There were no security stations, no metal detectors, no bomb-sniffing dogs, no surveillance cameras, no machine guns, no automatic lockdowns at the slightest hint – real or imagined – of trouble.

Rather, a law student with a badge greeted late visitors to the Capitol with a handshake, a smile and a wave on through. And if a family on vacation came along, he might take a break from his studies and walk them through National Statuary Hall and then on to the Rotunda.

It was, to borrow an oft-used Maine phrase, the way life should be.

Contrast that with last week.

Special Agents Bailey and Griner, two of more than 2,000 members of a force that numbered not much more than 100 back in Beliveau’s day, were at the baseball practice as part of the permanent security detail for House Majority Whip Steve Scalise of Louisiana. Scalise remained in critical condition Saturday at MedStar Washington Hospital Center.

While others dove for cover under a fusillade of bullets, the two officers ran toward gunman James Hodgkinson, loaded weapons drawn, hollering for him to put his gun down.

Griner took a bullet to her ankle and Bailey sustained a minor, non-gunshot injury before Hodgkinson was finally shot and killed. Had the two officers not been there, many witnesses have said, it would have been a massacre.

“I think the evolution of the Capitol Police department is representative of what’s happened in this country,” Beliveau said. “We’ve gone from a passive guard system to active, professional law enforcement.”

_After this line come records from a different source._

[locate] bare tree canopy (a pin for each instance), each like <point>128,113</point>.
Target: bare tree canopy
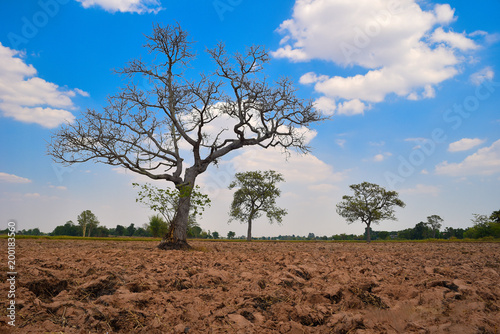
<point>152,131</point>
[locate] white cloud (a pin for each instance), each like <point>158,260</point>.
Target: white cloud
<point>58,187</point>
<point>341,142</point>
<point>132,6</point>
<point>486,161</point>
<point>10,178</point>
<point>353,107</point>
<point>403,48</point>
<point>298,169</point>
<point>421,189</point>
<point>326,105</point>
<point>453,39</point>
<point>479,77</point>
<point>465,144</point>
<point>381,157</point>
<point>28,98</point>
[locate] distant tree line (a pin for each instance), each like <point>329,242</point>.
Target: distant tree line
<point>484,226</point>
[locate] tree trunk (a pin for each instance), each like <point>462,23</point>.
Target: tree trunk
<point>176,237</point>
<point>249,233</point>
<point>368,235</point>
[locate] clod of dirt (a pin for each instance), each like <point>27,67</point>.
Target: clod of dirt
<point>46,289</point>
<point>137,287</point>
<point>369,298</point>
<point>447,284</point>
<point>265,302</point>
<point>99,287</point>
<point>248,315</point>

We’ve also become a country where mass shootings – defined by the nonprofit Gun Violence Archive to mean four or more victims, not including the shooter – occur at the rate of almost one a day. Wednesday’s was the 154th since the start of 2017.

Will this attack, unlike the hundreds that have preceded it, change anything?

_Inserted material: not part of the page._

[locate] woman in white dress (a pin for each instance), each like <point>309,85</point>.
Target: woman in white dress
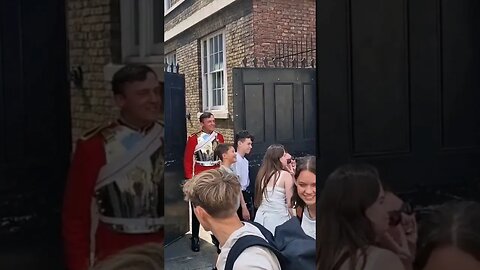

Some say the political bomb-throwing, at least, might give way for a while to a more civil body politic – as it did Thursday evening after Special Agent Bailey threw out the first pitch at the annual Democrats-versus-Republicans baseball game.

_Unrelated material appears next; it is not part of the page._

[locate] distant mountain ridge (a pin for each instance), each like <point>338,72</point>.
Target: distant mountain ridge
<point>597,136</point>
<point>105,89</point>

But beyond the baseball bonhomie, Washington, D.C., remains, as Beliveau put it, an “armed camp.” Even as his brief stint with a badge, a gun and not a worry in the world remains a gauzy, increasingly distant memory.

“It was collegial. You never felt threatened,” Beliveau said. “Now you go to the Capitol and, because of the overwhelming police presence, you just feel that something’s going to happen.”

Welcome to the new America. Land of the free and home of the wary.